When a price ceiling imposed by a government is higher than the market equilibrium price, the price ceiling has no impact on the economy. It does not restrict supply nor encourage demand. It says you cannot charge (or be charged) more than an amount that is higher than is already being charged.
Graph A in the previous section, shows the equilibrium price of $5 for a product determined by the intersection of the supply and demand curves.
Equilibrium price is the price at which the quantity demanded is equal to the quantity supplied. Typically, market forces do not move to change either demand or supply at the equilibrium price.
If a government mandated price ceiling of $100 were imposed, nobody would notice, since the ceiling is so far above the market price. If the price ceiling were $5.01 it wouldn't have an immediate effect, but the first time market forces change to increase the equilibrium price, the ceiling would no longer be below below the market price, and it's impact would begin to be felt. [See section below on impact when price ceiling is below equilibrium price.]

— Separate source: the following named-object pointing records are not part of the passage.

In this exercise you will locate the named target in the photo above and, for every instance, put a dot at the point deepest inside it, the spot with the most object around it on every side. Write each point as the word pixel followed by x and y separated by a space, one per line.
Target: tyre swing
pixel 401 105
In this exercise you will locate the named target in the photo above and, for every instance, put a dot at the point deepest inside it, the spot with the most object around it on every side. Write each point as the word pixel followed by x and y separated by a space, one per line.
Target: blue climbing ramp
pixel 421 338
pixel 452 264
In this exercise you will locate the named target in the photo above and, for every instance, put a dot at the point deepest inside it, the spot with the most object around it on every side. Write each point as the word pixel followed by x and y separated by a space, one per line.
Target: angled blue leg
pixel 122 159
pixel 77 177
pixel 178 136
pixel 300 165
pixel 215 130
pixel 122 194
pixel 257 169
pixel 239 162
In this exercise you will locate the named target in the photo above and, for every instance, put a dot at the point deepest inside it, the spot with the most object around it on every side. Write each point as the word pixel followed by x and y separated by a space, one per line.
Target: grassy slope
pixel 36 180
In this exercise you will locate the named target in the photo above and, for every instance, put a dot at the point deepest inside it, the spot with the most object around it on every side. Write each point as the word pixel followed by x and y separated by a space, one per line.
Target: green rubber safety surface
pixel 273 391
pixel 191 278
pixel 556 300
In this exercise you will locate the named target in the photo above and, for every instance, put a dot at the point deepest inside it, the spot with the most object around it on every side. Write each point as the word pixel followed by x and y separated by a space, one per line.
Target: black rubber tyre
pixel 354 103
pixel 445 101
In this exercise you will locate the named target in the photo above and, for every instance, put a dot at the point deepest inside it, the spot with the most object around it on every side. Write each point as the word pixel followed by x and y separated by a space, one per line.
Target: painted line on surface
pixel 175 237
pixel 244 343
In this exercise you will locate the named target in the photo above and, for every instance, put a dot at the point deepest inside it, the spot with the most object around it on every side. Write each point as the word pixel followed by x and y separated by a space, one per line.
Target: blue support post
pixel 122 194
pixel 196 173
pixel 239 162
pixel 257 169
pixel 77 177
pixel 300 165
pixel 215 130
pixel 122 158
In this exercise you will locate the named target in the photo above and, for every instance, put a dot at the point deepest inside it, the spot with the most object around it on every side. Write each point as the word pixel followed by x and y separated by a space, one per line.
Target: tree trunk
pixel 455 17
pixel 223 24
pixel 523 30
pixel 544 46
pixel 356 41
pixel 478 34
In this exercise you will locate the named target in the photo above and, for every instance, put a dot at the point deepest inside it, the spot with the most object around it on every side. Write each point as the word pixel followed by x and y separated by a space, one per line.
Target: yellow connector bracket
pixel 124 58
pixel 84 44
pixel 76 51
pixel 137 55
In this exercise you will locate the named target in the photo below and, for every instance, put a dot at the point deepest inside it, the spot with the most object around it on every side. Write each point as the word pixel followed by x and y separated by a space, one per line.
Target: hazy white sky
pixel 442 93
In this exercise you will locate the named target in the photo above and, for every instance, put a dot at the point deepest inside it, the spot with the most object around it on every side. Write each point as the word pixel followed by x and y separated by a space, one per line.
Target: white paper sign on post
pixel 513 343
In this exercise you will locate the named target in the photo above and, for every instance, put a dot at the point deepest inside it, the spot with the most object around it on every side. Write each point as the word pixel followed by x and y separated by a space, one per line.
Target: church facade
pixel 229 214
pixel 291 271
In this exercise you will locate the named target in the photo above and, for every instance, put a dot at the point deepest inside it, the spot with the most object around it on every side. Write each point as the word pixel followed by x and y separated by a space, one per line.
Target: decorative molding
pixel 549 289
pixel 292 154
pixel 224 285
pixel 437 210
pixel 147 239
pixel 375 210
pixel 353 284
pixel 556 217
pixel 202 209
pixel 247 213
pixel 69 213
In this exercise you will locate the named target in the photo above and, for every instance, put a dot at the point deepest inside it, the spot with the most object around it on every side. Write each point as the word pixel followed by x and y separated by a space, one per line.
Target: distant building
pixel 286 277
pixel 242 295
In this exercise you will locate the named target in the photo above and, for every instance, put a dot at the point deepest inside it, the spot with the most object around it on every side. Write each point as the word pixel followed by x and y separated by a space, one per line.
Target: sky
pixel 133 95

Note to the governmental agency with a price ceiling above market price: OK. Uh - thanks for complicating my life for nothing! What - you just wanted to be able to say you imposed price controls? That are meaningless! What was the point? Who do you think you are protecting? You must be afraid somebody is going to try to run up the price and you want to make sure now that they never can - at least beyond the level you set. Are you on some kind of power trip? Don't you have anything better to do?